$24
Because I don't want to get too adventurous (as I look at remaining weeks) I will <sigh once again use this
assignment to explore threads. I wish there were more synchronization issues but ... you're welcome. As we discuss this
, you will be provided examples that demo how to move data to and from threads. Also, shall we assume that you will use
the system sort routine instead of writing your own. This will be straightahead work, so don't dally and just get busy
on this.
[And NOW ... Rocco]
In this assignment you will be subjected to a 100% completely realistic scenario. Somebody borked our database and now
the records are all chopped up and out of order. So now it's YOUR job to clean up this mess and write a program to sort
these back into a single file. Oh, and we only have a few nanoseconds to do it, so you'd better do it with pthreads!
# The Assignment
Input Data
As input, you will receive an arbitrary number of ASCII text files with arbitrary file names. These files will all be
located in a directory specified on the command line. You are given a set of sample data with which to test your
program.
Your program should obtain a list of the files in a given directory (via command line argument argv[1]) and then use
that to go about its business.
Each data file will have a number of records that look like the following:
<username,<password<blood type,<domain name,<database index
You may read these in with any file manipulation function that you see fit (`fgets()` works quite nicely). You should
split these on commas and before sticking them into a struct.
The end result will be an array of these structs to be sorted.
Parallelism
Each file should be handled in parallel. This means that you will list the supplied directory and then spin up a
separate thread for each file contained therein.

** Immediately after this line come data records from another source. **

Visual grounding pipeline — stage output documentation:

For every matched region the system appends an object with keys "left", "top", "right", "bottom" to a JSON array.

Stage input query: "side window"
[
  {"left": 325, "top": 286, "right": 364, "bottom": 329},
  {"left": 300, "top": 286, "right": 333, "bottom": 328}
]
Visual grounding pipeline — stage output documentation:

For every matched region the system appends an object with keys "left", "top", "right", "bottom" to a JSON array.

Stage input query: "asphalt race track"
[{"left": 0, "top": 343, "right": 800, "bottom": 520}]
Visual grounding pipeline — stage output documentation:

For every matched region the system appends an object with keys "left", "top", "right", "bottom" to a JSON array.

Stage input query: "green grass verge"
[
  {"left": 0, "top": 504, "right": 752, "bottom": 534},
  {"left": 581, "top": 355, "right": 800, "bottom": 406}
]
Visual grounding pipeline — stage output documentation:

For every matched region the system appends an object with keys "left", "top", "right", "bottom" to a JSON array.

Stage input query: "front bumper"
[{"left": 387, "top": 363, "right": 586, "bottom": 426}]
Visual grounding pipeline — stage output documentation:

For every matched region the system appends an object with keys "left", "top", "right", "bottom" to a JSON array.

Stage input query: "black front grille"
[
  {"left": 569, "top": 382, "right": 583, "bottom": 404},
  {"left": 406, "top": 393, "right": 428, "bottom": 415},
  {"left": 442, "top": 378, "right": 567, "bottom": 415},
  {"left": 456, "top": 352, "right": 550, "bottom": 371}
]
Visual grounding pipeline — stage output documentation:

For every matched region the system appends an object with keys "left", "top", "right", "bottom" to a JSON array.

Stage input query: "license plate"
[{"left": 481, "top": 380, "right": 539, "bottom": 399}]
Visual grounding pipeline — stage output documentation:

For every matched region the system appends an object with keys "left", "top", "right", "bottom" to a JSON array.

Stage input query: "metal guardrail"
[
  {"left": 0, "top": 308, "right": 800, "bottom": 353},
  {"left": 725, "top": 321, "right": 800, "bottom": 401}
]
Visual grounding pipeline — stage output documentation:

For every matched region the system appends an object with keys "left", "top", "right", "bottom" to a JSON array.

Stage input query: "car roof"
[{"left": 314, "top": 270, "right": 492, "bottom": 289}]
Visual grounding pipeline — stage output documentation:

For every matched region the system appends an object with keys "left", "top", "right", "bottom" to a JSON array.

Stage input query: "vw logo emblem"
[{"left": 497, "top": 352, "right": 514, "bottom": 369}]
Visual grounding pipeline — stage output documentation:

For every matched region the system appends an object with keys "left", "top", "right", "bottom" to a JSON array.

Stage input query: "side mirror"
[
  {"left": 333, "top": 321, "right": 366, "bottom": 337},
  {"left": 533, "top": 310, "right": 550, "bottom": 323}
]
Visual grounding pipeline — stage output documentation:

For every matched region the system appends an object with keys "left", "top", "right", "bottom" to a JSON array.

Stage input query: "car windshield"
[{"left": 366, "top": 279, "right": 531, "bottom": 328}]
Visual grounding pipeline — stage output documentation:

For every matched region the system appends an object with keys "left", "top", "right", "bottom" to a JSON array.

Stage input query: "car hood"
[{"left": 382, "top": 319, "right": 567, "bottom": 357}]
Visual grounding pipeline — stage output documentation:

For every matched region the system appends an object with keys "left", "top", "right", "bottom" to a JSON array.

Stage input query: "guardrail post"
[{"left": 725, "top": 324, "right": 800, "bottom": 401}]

All file manipulation functions and sorting will take place in the thread allotted for that file.
Benchmarking
You will be benchmarking this particular assignment. You will use the gettimeofday() function to start a
timer at the beginning of your program, and use it again at the end of your program to report how long your
program takes to run.
Sorting
You can write your own sort if you'd like, but since that's not relevant to the assignment, you can go ahead and use
the `qsort()` function in the standard library. You will be sorting by the last field in each record, the `database
id`. The result should be in ascending order.

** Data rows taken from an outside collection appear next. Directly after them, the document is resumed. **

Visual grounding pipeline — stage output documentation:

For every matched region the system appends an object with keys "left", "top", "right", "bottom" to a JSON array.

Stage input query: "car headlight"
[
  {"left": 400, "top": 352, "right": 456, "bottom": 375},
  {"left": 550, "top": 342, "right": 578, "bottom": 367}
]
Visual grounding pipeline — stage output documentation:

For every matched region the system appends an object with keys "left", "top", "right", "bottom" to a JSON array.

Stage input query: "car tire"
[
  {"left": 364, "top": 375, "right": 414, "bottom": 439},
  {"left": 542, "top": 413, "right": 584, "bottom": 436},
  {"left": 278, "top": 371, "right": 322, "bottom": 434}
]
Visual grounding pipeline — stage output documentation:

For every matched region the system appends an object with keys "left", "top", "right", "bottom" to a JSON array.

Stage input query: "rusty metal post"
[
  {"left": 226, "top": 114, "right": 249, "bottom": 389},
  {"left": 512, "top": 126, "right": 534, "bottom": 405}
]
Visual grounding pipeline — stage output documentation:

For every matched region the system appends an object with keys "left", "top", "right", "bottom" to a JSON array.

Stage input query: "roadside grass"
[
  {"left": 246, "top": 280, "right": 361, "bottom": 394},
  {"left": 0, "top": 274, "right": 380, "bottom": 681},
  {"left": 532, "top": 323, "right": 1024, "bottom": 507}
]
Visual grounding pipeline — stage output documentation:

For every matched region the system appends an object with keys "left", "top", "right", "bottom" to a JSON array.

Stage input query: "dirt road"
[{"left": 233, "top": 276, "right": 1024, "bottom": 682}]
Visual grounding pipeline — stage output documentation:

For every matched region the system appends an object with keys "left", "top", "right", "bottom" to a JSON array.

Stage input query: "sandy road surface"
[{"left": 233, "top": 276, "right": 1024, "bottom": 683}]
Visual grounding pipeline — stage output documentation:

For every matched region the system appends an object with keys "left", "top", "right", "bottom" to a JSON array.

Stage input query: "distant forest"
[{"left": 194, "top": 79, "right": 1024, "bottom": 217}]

Note that this function takes a function pointer as an argument. This is a pointer to another function in memory which
is used to compare elements in the array. You will learn more about how this works in class.
Makefile
Your makefile should produce an executable which takes one argument (a directory path) and performs a sort on the
files located in that directory. Make sure that you are processing this argument in a fashion that finds the directory
relative to the current working directory. (e.g., if you execute `./coolsort "./nested/directory/structure"`,
everything in the subdirectory "structure" should be sorted).
Output
The output should be a single ASCII file called `sorted.yay` containing all of the records from each individual data
file in sorted order. You will compile your code with a makefile that you write and upload that contains
all:
'gcc -Wall -Wpedantic -std=c99 *.c -o coolSort -pthread'
Do not name your output anything other than 'sorted.yay'. Place it in the directory containing the records that were sorted.
Program must work on both 'small-data' and 'big-data', and any other possible number of files.
You will lose points if it does not work on both datasets and naming specifications are not followed.